The company put the reason for the discrepancy between the official figures and its public-facing claim to be capturing about 1 million tonnes of CO2 a year down to a failure to update a static webpage. We have now removed this error from our website and updated this section with the correct information, Equinor spokesman Gisle Ledel Johannessen said via email.

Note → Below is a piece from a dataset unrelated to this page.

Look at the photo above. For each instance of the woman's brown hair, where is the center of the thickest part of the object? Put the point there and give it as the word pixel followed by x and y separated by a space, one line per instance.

Equinor has been capturing CO2 from a gas processing plant at the Sleipner gas field in the North Sea since 1996. The field has particularly high concentrations of CO2, which Equinor filters out during the gas purification process and then injects below the seabed. The project has been cited by carbon capture advocates, and Equinor itself, as evidence that the technology is reliable enough to help meet global climate goals, despite its long history of cost-overruns and failed targets.
EDIT
The amount of CO2 captured by Equinors two CCS projects is dwarfed by the emissions released by burning the oil and gas sold by the company. In 2023, Equinor recorded a total of 262 million tonnes of CO2 emissions including the emissions produced by its operations, and the emissions from burning the oil and gas those operations extracted, according to company sustainability data. In contrast, the company captured and stored a total of about 0.8 million tonnes of CO2 at Sleipner and Snøhvit, more than 300 times less than the amount emitted into the atmosphere by burning its products. And even with a functioning carbon capture facility onsite, net CO2 emissions at Sleipner far exceeded the amount of the gas that was stored. The Sleipner offshore platform provides power to several nearby gas fields by burning gas in turbines a process that released 658,000 tonnes of CO2 into the atmosphere in 2023, according to the companys sustainability reporting. Thats more than six times the 106,000 tonnes of CO2 that Equinor captured and stored from gas processing at Sleipner that year.